De voorzitter van het overlegforum neemt daarbij volgende taken op: •
De voorzitter van het overlegforum “Wonen” organiseert op periodieke basis en minimaal ieder kwartaal, een overleg over het project.
•
De voorzitter zorgt voor de verslaggeving van dit overleg en staat in voor de verspreiding ervan naar alle leden van het overlegforum “Wonen”.
5
•
De voorzitter maakt een jaarlijkse voortgangsrapportage op. Deze wordt teruggekoppeld naar de leden van het overlegforum “Wonen”.

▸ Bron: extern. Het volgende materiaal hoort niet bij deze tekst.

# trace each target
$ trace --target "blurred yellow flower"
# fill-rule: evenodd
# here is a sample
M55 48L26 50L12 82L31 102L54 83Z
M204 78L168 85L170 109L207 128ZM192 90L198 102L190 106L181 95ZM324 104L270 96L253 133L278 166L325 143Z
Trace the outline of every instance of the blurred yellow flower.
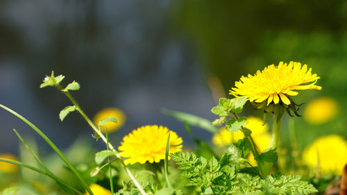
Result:
M167 137L170 133L170 153L182 151L182 137L162 126L145 126L126 135L118 147L119 155L128 158L124 162L159 162L165 158Z
M97 184L92 183L89 187L95 195L111 195L111 191L106 189ZM85 195L87 194L85 194Z
M294 90L319 90L321 87L314 85L319 76L307 70L307 65L301 67L301 63L290 62L289 64L280 62L278 66L271 65L262 71L257 71L253 76L242 76L240 81L235 82L235 87L231 88L230 94L235 96L245 96L251 102L267 101L267 105L273 101L289 105L289 96L298 93ZM312 82L310 84L301 84Z
M304 111L304 119L310 124L319 125L328 122L337 113L336 100L330 97L321 97L310 102Z
M252 138L261 153L269 147L270 143L271 135L267 132L269 127L267 124L263 126L262 120L257 117L248 117L247 121L248 123L245 127L252 131ZM212 143L218 146L226 146L244 137L244 133L241 130L230 132L224 128L221 128L219 133L213 135ZM252 164L256 164L252 153L248 155L248 161Z
M18 161L18 159L15 156L8 153L0 154L0 158ZM16 171L18 169L18 168L19 167L17 165L10 164L8 162L0 162L0 172L12 173Z
M103 132L105 132L106 128L108 133L114 132L121 128L126 120L126 116L121 110L116 108L106 108L99 111L94 117L93 122L97 126L99 122L108 117L113 117L118 122L108 122L105 125L101 126Z
M252 137L258 136L262 136L267 133L267 129L269 128L267 124L263 126L263 121L262 119L254 117L247 117L247 121L248 122L245 127L252 131ZM268 133L267 133L268 134ZM243 139L244 137L244 133L241 130L237 132L231 132L227 130L225 128L221 128L219 129L219 133L214 134L212 137L212 143L219 146L226 146L231 143L236 142L239 139ZM269 144L269 143L268 143Z
M340 175L347 163L347 142L341 136L330 135L316 139L303 153L303 162L322 173Z

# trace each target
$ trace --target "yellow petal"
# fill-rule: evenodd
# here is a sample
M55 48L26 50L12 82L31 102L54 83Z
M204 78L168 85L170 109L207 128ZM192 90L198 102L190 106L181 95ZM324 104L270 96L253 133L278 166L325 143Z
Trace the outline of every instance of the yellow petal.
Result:
M269 96L269 99L267 99L267 105L269 105L269 104L270 104L270 103L271 103L273 99L273 94L271 94Z
M285 95L284 95L283 94L280 93L280 96L281 97L281 100L282 100L282 101L284 103L285 103L287 105L289 105L290 104L289 99Z

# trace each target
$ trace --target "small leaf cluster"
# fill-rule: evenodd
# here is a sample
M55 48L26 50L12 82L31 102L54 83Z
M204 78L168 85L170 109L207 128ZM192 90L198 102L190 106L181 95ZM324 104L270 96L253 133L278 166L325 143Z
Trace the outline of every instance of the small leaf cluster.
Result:
M172 158L180 165L182 175L189 180L187 186L200 187L204 194L231 194L237 189L239 155L239 151L235 147L219 160L214 157L208 160L194 153L183 152L172 154Z
M212 122L213 125L221 126L226 123L226 129L229 131L237 132L247 124L246 117L238 117L237 114L242 112L244 105L247 98L242 96L235 99L219 99L219 104L211 110L214 114L219 116L219 119Z

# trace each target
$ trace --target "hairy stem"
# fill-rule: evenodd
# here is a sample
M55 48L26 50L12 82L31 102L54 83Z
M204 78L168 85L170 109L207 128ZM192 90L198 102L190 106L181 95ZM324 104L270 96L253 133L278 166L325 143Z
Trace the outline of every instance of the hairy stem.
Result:
M131 173L131 171L129 170L128 167L126 167L126 164L124 163L124 162L121 159L121 157L118 153L118 151L117 151L116 149L115 149L115 148L113 147L113 146L110 142L108 142L106 137L103 135L103 134L101 133L101 131L98 128L96 128L96 126L93 124L93 122L92 122L92 121L88 118L88 117L87 117L87 115L85 115L85 113L83 112L83 110L81 108L81 106L79 105L79 104L77 103L77 101L76 101L76 100L74 99L74 97L72 97L72 96L70 94L69 91L64 92L62 90L63 88L60 85L57 85L56 87L70 99L70 101L72 102L72 103L74 103L74 105L76 106L76 110L78 111L78 112L80 112L81 115L82 115L82 117L85 119L85 120L87 121L87 123L92 127L92 128L100 137L100 138L101 138L101 139L103 139L103 142L105 142L105 144L106 144L106 145L108 146L108 148L111 151L116 152L116 156L121 160L121 165L123 166L123 167L126 170L126 173L128 173L128 175L130 178L130 179L133 181L133 183L134 183L134 185L136 186L136 187L137 187L137 189L139 190L139 192L141 192L141 194L142 195L146 195L146 192L142 189L142 187L139 185L139 182L135 179L135 178L133 175L133 173Z

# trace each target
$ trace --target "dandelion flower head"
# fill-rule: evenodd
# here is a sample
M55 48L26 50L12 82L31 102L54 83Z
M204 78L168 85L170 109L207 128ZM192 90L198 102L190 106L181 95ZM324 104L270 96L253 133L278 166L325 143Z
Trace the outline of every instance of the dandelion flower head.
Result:
M169 153L182 151L182 137L162 126L145 126L133 130L126 135L118 147L119 155L128 158L126 164L135 164L146 162L159 162L165 158L167 137L170 133Z
M97 184L92 183L89 187L95 195L111 195L111 191L105 189L103 188L103 187L100 186ZM86 193L85 195L87 194L89 194Z
M0 158L17 161L18 159L12 154L0 154ZM0 172L13 173L18 169L18 166L5 162L0 162Z
M280 62L278 66L271 65L253 76L242 76L239 81L235 82L235 87L230 90L230 94L245 96L251 102L266 101L268 105L272 102L280 103L280 99L284 104L289 105L288 96L298 94L295 90L321 89L314 85L319 76L312 74L311 70L311 68L307 70L306 65L301 66L300 62ZM302 85L307 83L311 83Z
M304 119L310 124L319 125L328 122L337 114L338 104L330 97L321 97L310 102L304 111Z
M337 135L319 137L304 150L303 160L312 169L319 166L322 173L341 174L347 163L347 142Z
M121 110L116 108L106 108L99 111L94 117L93 122L95 125L98 125L99 122L108 117L113 117L117 119L117 123L107 123L101 126L101 130L105 132L107 128L108 133L114 132L121 128L125 124L126 117Z

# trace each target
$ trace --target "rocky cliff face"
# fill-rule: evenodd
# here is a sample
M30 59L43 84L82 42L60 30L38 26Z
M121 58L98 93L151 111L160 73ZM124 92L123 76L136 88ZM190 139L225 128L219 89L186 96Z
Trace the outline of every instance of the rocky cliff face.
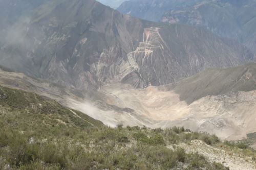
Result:
M123 81L139 87L162 85L206 68L233 66L252 59L246 48L228 42L205 29L188 26L146 28L143 41L127 55L141 79L130 74Z
M203 26L242 42L255 55L255 6L254 0L136 0L123 3L118 9L150 20Z
M33 13L8 30L0 65L77 89L164 85L253 58L238 43L203 29L161 26L93 0L46 2Z

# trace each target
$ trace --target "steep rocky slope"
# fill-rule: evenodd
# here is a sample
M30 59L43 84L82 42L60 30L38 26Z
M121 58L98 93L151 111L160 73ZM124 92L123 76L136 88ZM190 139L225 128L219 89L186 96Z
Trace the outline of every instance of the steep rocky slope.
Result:
M126 1L117 8L123 14L141 19L159 21L167 11L194 5L200 0L131 0Z
M1 169L255 169L254 151L184 128L111 128L49 99L1 86L0 108Z
M255 5L254 0L135 0L124 2L118 10L149 20L204 26L243 43L255 54Z
M98 0L97 1L112 8L116 9L125 0Z
M23 21L6 34L0 65L80 89L163 85L253 58L239 43L203 29L160 26L93 0L46 2Z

Voor de leden van de overlegforum gelden volgende bepalingen: •
De aangeduide leden van het overlegforum “Wonen” nemen deel aan het periodieke overleg in het kader van de stadscontracten, zoals georganiseerd door de voorzitter. Indien een lid van het overlegforum “Wonen” niet aanwezig kan zijn tijdens het overleg, wordt een vervanger aangeduid voor het overleg.
•
Indien een lid niet langer deel kan uitmaken van het overlegforum “Wonen” – bijvoorbeeld ten gevolge van overplaatsing of ontslag – wordt een vervanger aangeduid voor de verdere uitvoeringstermijn van het stadscontract.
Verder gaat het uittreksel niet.